TSO moves this work to the NIC hardware. Instead of the CPU creating 44 small packets, it hands the NIC one large 64 KB chunk and says “you segment this.” The NIC’s onboard silicon splits it up and sends it out. This reduces CPU overhead because the kernel only has to build one set of headers instead of 44.

And this is where the problem really exists, the I219’s segmentation hardware has a bug. Under certain conditions, the transmit descriptor ring, the queue where the CPU tells the NIC “here’s data to send”, gets permanently stuck. The head and tail pointers freeze and the NIC can never process another outgoing packet.

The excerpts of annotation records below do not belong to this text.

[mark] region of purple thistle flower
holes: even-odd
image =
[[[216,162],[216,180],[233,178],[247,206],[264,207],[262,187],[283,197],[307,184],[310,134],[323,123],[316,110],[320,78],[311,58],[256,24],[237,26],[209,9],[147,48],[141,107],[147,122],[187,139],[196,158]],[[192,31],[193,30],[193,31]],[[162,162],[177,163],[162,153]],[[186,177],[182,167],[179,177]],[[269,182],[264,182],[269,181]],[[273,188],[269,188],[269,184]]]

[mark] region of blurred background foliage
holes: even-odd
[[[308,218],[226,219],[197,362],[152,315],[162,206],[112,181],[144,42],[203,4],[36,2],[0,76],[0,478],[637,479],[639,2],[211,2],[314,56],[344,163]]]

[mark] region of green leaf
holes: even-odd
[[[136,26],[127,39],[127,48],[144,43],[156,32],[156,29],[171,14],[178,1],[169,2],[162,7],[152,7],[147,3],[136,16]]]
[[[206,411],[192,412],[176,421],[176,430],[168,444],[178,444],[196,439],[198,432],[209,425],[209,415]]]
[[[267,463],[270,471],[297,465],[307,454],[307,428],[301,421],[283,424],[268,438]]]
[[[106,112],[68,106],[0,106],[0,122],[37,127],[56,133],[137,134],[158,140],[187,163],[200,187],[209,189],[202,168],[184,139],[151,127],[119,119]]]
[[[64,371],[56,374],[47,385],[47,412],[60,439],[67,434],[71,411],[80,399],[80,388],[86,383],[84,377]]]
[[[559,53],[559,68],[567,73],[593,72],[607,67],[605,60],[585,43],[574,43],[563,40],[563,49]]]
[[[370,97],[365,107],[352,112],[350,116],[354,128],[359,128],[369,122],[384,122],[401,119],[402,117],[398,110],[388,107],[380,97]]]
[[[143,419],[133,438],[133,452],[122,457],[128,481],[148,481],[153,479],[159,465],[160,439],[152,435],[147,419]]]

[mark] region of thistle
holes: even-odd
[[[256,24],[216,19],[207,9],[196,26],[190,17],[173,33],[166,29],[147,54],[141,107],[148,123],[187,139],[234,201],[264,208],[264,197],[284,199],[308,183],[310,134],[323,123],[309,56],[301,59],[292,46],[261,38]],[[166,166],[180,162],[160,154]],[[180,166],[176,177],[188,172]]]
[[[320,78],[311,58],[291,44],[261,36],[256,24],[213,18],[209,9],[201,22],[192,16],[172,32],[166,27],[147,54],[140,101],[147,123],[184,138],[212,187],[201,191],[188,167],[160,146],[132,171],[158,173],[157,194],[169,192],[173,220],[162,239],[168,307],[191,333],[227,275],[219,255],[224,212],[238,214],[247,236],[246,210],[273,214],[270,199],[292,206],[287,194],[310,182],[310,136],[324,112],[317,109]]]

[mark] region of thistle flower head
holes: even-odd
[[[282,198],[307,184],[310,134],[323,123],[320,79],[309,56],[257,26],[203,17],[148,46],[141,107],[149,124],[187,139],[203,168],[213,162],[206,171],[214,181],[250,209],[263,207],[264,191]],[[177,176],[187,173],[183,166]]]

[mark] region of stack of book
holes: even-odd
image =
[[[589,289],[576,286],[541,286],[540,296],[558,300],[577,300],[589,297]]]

Generic Segmentation Offload (GSO)

GSO is the software-side cousin of TSO. It delays segmentation as long as possible within the kernel’s network stack, batching work to reduce per-packet overhead. When TSO is available, GSO hands the large frames to the NIC for hardware segmentation. When TSO is off, GSO still helps by batching the segmentation work in the kernel more efficiently than doing it packet-by-packet. Disabling GSO alongside TSO is a belt-and-suspenders measure — it ensures no large frames reach the NIC’s transmit path that might trigger the bug.

Generic Receive Offload (GRO)

GRO is the receive-side equivalent: it reassembles small incoming packets into larger buffers before handing them to the kernel, reducing per-packet processing overhead on the CPU. While GRO isn’t directly related to the transmit hang, some users report that disabling it alongside TSO/GSO provides more consistent stability with the e1000e driver.

Energy Efficient Ethernet (EEE)

EEE allows the NIC to enter low-power states during idle periods. On the I219, this can interact poorly with the transmit path — the NIC may not wake cleanly from a low-power state, contributing to hangs. Disabling it keeps the NIC fully powered at all times.

Why Disabling These Is Fine at 1 GbE

The whole point of offloading segmentation to hardware is to save CPU cycles. But at 1 Gbps, the CPU savings are trivial.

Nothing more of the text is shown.